1967 dust storm rolls across Mildura

9 Responses to “bikes baulked, behemoth becalmed”

  1. Helen Says:

    LES GATES: It was some 34 foot in length alone and it stood 18 foot high to the top without the crane. When it first left Melbourne, all up it was carrying something like 4,000-odd gallons of fuel. It didn’t fuel for the three years. It carried so much. It carried over 700 gallons of water just for domestic use so it carried all of its own stuff. They virtually had to take everything with them. They had their own chooks on board on top of their trailers because it wasn’t loaded with freight. Their sleeping quarters were on top of the trailers.”

    Howl’s Moving Castle, anybody?!

  2. Bin the bike ban! » Blog Archive » Discussion Says:

    [...] bikes baulked, behemoth becalmed – blog by David Tiley [...]

  3. ej Says:

    The bicycle prohibition is a defining moment.
    Victorian Labor as brainless, clueless, cowardly, unprincipled, etc, etc.
    As for Bicycle Victoria’s sell-out …
    Is it time for massive civil disobedience? Bicycles by their thousands crammed onto the trains?
    Note an Age letter writer, who asked why COnnex couldn’t put on an extra carriage. Jeezus. what kind of irrational thinking is that?
    Who are the fuckwits that run Connex anyhow? Can they be dragged into the light of day and exposed to the long-suffering commuter public?

  4. Mark Says:

    “Our overburdened and privatised local train service carries bicycles for free, while cyclists are actively discouraged from putting treadlies on the train in peak hour.”

    There was a time when cyclists had to pay for an extra ticket to carry their bikes on the train during peak hour – the same was for surf boards, I think. Hasn’t this still been in place? So really, cyclists had a double charge for a while there.

    I agree that the ban on bikes during peak hour is a debacle. If anything, it signals further evidence of Premier John Brumby’s reputed lack of commitment to environmental concerns or principles – first the Bay dredging, then putting the kibosh on the car free day for Melbourne, now a ban on bikes on peak-hour trains! So unfortunately only one of many such moments.

    I was not convinced that Lyn Kosky was committed to making public transport work for all of us when she was appointed to this portfolio after the post-Bracks reshuffle. This does suggest we have reason to be disappointed in her. Compared with efforts made elsewhere (car free days in many European cities, bike carriers on Brisbane transit buses), this economic-growth obsessed Labor government is too short-sighted and, I’d have to agree with ej here, clueless.
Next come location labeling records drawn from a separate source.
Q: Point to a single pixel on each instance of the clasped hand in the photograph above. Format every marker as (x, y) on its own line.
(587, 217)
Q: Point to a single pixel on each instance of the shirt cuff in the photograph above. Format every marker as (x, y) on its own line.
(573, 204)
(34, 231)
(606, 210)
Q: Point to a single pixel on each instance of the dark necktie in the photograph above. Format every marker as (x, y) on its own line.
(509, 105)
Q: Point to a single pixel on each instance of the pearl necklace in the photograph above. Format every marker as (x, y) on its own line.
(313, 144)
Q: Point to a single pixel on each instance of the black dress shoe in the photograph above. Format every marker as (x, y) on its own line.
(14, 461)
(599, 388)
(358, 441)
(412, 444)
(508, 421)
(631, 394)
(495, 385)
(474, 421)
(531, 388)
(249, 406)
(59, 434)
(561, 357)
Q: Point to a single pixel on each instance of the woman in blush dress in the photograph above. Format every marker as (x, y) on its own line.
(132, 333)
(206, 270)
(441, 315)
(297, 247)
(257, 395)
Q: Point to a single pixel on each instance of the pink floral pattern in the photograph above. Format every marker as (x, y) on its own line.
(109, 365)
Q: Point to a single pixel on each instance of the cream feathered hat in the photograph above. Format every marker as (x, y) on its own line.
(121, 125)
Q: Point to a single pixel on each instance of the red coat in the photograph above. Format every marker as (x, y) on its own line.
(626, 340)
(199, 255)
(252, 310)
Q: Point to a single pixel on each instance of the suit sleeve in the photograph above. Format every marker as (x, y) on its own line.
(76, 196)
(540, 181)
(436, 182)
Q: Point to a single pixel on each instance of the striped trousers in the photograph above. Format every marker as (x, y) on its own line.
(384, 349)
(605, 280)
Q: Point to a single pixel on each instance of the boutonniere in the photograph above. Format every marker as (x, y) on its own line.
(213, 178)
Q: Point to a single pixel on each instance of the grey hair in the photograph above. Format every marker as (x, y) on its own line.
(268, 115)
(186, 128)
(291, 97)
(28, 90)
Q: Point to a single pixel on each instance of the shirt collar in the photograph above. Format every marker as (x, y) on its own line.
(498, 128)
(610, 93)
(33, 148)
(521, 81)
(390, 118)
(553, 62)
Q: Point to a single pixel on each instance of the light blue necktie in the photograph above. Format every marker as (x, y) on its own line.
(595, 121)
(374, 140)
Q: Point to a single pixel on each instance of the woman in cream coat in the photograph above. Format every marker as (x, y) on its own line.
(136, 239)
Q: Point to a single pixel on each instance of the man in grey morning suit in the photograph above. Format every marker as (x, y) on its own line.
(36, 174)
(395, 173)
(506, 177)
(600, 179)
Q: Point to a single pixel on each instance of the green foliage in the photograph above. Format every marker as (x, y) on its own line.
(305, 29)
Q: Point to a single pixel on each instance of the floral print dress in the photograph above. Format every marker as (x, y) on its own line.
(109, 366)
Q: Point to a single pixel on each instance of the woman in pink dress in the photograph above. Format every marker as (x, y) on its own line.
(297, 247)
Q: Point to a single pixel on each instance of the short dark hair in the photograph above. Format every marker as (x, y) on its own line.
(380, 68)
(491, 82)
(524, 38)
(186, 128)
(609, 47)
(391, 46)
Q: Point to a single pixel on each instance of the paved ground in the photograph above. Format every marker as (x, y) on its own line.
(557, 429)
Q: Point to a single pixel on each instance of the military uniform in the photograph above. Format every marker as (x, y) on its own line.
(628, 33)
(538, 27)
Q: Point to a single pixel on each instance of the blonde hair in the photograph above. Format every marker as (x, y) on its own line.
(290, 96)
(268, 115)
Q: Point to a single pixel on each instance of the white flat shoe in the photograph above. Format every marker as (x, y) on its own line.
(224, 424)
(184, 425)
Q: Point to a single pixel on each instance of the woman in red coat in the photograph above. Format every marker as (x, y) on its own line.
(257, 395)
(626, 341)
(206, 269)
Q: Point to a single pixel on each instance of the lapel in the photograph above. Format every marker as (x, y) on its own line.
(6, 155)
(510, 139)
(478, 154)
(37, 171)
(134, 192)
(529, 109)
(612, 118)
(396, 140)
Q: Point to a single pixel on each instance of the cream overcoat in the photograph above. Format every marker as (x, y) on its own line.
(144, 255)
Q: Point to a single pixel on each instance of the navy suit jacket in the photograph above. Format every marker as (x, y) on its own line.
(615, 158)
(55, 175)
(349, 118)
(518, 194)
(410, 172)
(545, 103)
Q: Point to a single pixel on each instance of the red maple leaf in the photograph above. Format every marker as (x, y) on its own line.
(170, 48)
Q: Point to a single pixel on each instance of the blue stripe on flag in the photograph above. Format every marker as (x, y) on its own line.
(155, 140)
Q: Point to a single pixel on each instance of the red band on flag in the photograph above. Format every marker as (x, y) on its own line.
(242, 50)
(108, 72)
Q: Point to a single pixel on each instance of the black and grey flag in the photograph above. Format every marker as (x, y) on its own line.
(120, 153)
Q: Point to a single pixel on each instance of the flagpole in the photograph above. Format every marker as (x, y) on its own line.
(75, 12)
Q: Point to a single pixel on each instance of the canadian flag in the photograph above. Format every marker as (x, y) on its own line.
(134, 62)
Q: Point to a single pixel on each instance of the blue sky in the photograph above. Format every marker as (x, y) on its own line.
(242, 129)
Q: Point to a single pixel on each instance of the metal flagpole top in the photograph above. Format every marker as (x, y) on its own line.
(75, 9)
    I wouldn’t be surprised if the nextcritical mass heads for a peak hour train. And, to support more sustainable transport options, not fewer, I would support them!

  5. barista Says:

    There has been a temporary ban on the ban, as The Age editorialises against it, and runs an article suggesting there is enough space on rural trains. Now just watch our public servants rush to hide the dumb deal which is at the heart of the debacle.

  6. Kent Says:

    “There was a time when cyclists had to pay for an extra ticket to carry their bikes on the train during peak hour”

    We have to do that in S.A. Bikes are only free during off-peak (9am-3pm) and weekends.

  7. barista Says:

    When I used to carry my bike on the train in the UK, the ticket was for bicycles, children and dogs.

    I wish I had kept one of them now – such a quaint relic of something so completely unaustralian. Mind you, our pooch hurls so much fur around in summer she makes herself sneeze, let alone a crowded carriage on the 8.10 from Upway.

  8. Evil Steve Says:

    i’m waiting with bated breath for the extension to prams, shopping trolleys, oversized boxes and large people. i’m going a bit blue

  9. Greg Says:

    I believe Sydney’s CityRail requires bicyclists to buy a half-fare ticket for their bikes, but given that they then take up a substantial amount of carriage space, full-fare or maybe a special freight rate (which I’m happy to see applied to giant prams and cartons) would make more sense, if only during peak hours. I’m not going to be too sympathetic to the bike riders: you’ve got a bike; pedal, use some of the bike lanes we’re paying for you to use.